Unlike Iomegas previous Peerless removable drives (and the many competing external USB and FireWire hard drives on the market), the RRD cartridge isnt a complete hard disk mechanism; rather it contains only the platter and the motor. The cartridge is about the size of a deck of cards.
On the other hand, the drive unit contains the read-write head-stack assembly, the cartridge-ejection mechanism and the drive electronics—much like Iomegas Jaz removable drive or most earlier removable formats, such as the floppy or Iomega Zip. Both RRD components (drive and cartridge) will use seals to protect components from environmental contamination, such as dust, the company said.
According to Product Manager Bob Lutz, the new cartridge design reduces cost and helps make it more robust. "Some companies take a standard hard disk drive, put an enclosure around it, and then stick it in a drawer so it slides in and out of your system. But you have the cost of all the components in every single removable piece. Weve isolated the platter and spindle motor and can offer [removability] at a significant savings."
While pricing for drives and cartridges will be announced closer to release time, the company said the expected cost will be about half that of a comparable tape solution. However, a figure provided to analysts pointed to a price of $9.66 per gigabyte, or $338.
In addition, RRD cartridges will stand up to mishandling (dropping) better than a standard portable hard drive, Lutz said. "The head-stack assembly is one of the weakest points of a standard 2.5-inch hard drive, and its the part most easily bent if you drop it off the desktop to the floor. Its the heads that get misaligned. In our case, the heads are located safely in the drive. You drop the [RRD] cartridge, and its made out of a very solid material."
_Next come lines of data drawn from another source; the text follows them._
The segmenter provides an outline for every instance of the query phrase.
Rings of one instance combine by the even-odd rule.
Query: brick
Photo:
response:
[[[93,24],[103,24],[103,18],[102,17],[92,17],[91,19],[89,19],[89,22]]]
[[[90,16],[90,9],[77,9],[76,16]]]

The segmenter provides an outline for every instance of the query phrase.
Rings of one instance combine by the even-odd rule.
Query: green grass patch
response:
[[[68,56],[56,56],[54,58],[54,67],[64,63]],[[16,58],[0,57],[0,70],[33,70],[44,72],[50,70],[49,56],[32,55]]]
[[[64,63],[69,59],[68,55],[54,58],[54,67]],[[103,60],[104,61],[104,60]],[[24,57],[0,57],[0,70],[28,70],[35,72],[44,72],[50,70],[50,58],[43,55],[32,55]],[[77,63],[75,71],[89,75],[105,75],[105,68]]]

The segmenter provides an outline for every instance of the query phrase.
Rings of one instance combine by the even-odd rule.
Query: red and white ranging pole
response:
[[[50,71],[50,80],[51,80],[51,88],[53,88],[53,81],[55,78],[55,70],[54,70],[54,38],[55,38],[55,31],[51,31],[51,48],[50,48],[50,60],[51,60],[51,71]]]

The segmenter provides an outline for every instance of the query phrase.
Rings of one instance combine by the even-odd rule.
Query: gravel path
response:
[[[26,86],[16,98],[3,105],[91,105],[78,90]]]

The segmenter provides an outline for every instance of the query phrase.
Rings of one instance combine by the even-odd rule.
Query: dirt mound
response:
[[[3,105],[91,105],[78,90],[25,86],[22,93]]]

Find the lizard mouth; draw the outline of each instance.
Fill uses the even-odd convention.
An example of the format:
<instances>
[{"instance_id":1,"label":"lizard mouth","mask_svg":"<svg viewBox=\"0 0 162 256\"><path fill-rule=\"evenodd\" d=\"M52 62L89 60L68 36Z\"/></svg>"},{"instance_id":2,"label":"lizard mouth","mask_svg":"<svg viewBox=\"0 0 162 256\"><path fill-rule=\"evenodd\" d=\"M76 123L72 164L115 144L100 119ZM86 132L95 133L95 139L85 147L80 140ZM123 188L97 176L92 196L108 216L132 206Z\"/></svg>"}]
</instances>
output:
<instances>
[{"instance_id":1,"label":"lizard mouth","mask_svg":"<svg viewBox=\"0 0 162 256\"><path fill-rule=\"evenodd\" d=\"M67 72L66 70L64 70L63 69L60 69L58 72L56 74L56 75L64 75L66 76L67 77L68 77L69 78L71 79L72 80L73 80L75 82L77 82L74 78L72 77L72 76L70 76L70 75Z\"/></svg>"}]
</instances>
The drives will come bundled with an updated version of Iomegas backup software: either Iomega Automatic Backup Pro, which supports data compression and image backup, or Iomega Automatic Backup Server.
This is the second announcement from Iomega of a new removable drive technology in the span of a month. In July, the company said it begun OEM sampling of its Digital Capture Technology (DCT) drive, a tiny cartridge about the size of a half-dollar coin. Iomega expects the drive will appeal to manufacturers of portable electronics as an alternative to current flash-based media or even DVD and CD technologies. (Read more about Iomegas DCT drive in this ExtremeTech story.)
At that time, Iomega reported that its second-quarter 2003 sales had dropped by 30 percent compared with the year-ago quarter. The company attributed the change to sagging sales of its Zip cartridges.